How Does A Text Preprocessing Pipeline Affect Ontology Matching?

Zhangcheng Qiang, Kerry Taylor, Weiqing Wang

公開日: 2024/11/6

Abstract

The classical text preprocessing pipeline, comprising Tokenisation, Normalisation, Stop Words Removal, and Stemming/Lemmatisation, has been implemented in many systems for ontology matching (OM). However, the lack of standardisation in text preprocessing creates diversity in the mapping results. In this paper, we investigate the effect of the text preprocessing pipeline on 8 Ontology Alignment Evaluation Initiative (OAEI) tracks with 49 distinct alignments. We find that Tokenisation and Normalisation (categorised as Phase 1 text preprocessing) are more effective than Stop Words Removal and Stemming/Lemmatisation (categorised as Phase 2 text preprocessing). We propose two novel approaches to repair unwanted false mappings that occur in Phase 2 text preprocessing. One is an ad hoc logic-based repair approach that employs an ontology-specific check to find common words that cause false mappings.

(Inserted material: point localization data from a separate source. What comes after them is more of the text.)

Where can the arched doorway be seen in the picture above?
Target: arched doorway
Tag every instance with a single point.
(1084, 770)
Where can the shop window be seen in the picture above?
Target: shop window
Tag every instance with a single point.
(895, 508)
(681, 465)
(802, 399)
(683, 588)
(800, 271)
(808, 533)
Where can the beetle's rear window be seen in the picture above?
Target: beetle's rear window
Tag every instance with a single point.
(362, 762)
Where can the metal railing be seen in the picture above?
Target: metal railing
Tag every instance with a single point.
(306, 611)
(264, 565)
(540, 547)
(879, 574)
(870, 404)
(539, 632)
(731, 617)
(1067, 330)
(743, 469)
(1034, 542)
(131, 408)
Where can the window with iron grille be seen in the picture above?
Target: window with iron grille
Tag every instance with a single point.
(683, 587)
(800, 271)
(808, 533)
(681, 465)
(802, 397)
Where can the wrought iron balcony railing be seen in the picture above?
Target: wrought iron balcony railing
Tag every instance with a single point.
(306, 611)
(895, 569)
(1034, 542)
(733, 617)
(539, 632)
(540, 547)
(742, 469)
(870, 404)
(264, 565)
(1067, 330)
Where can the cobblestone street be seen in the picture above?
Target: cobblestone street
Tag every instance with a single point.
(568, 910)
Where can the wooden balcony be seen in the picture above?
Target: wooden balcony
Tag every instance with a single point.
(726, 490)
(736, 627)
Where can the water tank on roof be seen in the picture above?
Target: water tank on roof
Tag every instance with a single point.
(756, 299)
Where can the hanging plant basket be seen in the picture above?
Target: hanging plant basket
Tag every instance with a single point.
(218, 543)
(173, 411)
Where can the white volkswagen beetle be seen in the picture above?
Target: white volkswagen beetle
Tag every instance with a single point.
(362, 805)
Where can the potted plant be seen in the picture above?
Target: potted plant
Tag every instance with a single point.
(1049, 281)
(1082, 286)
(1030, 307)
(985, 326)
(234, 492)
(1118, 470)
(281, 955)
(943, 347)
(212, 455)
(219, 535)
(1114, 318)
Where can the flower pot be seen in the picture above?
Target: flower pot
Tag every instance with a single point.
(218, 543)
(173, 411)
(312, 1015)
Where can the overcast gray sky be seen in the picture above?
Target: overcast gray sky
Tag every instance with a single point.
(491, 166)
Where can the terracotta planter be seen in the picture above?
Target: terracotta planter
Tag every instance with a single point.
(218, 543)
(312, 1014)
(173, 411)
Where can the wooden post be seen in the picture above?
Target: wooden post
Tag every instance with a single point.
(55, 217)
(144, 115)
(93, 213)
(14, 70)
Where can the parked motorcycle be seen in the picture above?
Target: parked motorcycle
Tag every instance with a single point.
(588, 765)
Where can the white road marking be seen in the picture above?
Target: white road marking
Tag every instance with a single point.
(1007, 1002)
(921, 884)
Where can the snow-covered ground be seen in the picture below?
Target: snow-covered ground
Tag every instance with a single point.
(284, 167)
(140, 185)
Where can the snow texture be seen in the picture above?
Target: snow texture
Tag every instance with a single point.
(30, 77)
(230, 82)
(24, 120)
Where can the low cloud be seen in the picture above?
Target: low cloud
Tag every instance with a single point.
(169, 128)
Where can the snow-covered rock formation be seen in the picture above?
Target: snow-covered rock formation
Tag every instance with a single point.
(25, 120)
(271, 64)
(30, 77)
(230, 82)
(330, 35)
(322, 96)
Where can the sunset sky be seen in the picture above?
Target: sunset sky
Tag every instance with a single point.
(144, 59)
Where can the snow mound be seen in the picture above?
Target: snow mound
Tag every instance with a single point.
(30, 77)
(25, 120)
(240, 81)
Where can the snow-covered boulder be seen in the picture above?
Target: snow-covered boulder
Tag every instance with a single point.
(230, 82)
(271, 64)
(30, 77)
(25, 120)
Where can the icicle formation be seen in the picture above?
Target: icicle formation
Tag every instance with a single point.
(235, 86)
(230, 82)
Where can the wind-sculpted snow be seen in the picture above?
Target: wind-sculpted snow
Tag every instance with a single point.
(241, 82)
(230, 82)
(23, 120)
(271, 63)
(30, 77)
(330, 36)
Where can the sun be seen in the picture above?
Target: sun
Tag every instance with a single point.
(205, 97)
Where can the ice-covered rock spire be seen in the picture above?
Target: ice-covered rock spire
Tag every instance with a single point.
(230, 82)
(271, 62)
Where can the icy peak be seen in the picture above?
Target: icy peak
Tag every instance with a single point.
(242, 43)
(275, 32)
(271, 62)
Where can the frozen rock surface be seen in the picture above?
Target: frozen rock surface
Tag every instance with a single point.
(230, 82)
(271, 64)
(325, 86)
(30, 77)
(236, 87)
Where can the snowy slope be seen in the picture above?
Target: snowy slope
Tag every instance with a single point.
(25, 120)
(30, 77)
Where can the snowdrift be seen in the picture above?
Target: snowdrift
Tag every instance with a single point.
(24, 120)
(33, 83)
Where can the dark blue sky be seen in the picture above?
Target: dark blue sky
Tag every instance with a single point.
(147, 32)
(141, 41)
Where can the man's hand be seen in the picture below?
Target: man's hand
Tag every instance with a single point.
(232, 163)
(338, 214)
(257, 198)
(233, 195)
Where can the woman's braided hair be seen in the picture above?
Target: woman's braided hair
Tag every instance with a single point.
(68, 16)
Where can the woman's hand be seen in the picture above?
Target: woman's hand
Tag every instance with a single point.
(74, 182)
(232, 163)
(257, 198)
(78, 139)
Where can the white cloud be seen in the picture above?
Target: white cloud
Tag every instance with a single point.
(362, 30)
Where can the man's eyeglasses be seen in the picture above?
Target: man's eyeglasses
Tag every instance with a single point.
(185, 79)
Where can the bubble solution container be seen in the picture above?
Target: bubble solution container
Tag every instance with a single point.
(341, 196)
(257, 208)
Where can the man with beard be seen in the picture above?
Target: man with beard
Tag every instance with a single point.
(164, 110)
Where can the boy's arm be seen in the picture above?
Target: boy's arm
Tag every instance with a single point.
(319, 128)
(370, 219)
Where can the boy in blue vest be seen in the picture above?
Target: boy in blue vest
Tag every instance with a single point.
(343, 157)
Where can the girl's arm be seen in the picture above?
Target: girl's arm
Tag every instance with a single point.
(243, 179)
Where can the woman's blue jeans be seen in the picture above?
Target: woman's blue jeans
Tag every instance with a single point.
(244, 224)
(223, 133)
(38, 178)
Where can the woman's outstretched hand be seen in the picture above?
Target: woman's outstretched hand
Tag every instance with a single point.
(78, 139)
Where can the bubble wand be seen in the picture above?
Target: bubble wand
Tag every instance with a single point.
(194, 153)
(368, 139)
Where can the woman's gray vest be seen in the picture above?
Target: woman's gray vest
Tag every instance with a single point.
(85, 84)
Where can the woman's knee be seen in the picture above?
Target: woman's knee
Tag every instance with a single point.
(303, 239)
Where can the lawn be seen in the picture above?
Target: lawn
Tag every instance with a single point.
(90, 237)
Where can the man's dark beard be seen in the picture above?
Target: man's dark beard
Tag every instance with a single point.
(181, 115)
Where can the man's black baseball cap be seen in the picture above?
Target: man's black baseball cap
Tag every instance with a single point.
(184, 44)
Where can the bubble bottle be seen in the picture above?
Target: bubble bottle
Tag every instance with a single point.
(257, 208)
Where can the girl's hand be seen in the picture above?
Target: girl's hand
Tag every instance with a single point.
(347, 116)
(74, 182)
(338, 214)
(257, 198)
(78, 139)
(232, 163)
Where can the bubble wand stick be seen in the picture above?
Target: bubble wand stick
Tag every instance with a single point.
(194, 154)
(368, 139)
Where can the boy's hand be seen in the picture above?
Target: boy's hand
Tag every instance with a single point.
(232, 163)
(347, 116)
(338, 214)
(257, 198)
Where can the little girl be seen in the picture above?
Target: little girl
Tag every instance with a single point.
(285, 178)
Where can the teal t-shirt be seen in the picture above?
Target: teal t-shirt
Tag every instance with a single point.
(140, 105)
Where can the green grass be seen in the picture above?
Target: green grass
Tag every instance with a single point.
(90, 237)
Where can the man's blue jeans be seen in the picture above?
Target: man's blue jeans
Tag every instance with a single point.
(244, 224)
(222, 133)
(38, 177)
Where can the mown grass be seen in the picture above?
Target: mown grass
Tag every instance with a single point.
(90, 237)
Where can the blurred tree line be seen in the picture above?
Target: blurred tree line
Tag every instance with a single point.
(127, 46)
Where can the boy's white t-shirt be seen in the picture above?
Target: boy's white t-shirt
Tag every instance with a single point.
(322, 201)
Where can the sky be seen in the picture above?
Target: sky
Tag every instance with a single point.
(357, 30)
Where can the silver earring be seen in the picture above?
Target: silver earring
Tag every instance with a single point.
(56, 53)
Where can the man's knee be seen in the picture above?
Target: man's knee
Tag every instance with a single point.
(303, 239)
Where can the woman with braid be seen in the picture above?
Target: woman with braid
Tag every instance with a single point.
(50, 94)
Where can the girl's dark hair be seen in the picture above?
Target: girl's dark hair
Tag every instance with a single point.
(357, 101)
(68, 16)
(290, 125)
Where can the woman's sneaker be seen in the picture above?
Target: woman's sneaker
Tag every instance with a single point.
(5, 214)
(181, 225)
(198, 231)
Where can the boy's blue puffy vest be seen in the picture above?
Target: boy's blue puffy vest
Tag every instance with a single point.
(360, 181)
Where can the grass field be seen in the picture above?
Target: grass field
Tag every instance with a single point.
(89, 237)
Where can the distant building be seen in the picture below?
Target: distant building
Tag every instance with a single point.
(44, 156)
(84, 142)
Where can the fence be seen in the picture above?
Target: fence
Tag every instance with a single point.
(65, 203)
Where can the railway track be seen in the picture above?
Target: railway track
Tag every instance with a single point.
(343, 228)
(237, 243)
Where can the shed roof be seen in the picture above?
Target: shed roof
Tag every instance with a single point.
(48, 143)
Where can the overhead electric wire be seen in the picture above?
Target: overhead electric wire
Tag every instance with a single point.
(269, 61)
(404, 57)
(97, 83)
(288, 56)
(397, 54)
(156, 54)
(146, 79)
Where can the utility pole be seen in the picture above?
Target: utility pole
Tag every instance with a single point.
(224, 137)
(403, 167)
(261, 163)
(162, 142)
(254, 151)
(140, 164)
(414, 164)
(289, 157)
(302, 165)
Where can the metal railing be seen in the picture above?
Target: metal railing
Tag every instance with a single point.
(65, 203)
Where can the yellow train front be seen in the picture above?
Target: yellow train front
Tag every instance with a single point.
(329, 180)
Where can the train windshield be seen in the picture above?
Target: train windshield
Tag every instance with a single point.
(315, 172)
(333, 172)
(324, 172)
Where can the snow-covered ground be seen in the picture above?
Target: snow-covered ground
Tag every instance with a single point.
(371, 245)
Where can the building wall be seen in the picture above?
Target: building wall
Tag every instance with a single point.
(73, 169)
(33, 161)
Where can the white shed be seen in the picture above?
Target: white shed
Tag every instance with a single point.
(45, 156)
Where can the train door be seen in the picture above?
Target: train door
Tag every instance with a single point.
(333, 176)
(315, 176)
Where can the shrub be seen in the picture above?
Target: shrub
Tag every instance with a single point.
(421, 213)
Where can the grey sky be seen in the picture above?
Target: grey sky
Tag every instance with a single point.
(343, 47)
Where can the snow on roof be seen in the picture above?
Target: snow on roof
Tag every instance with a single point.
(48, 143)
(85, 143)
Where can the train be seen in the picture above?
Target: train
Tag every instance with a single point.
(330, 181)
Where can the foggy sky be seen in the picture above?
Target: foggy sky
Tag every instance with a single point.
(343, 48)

These words are stored in a reserved word set and applied before text preprocessing. By leveraging the power of large language models (LLMs), the post hoc LLM-based repair approach utilises the strong background knowledge provided by LLMs to repair non-existent and counter-intuitive false mappings after the text preprocessing. The experimental results indicate that these two approaches can significantly improve the matching correctness and the overall matching performance.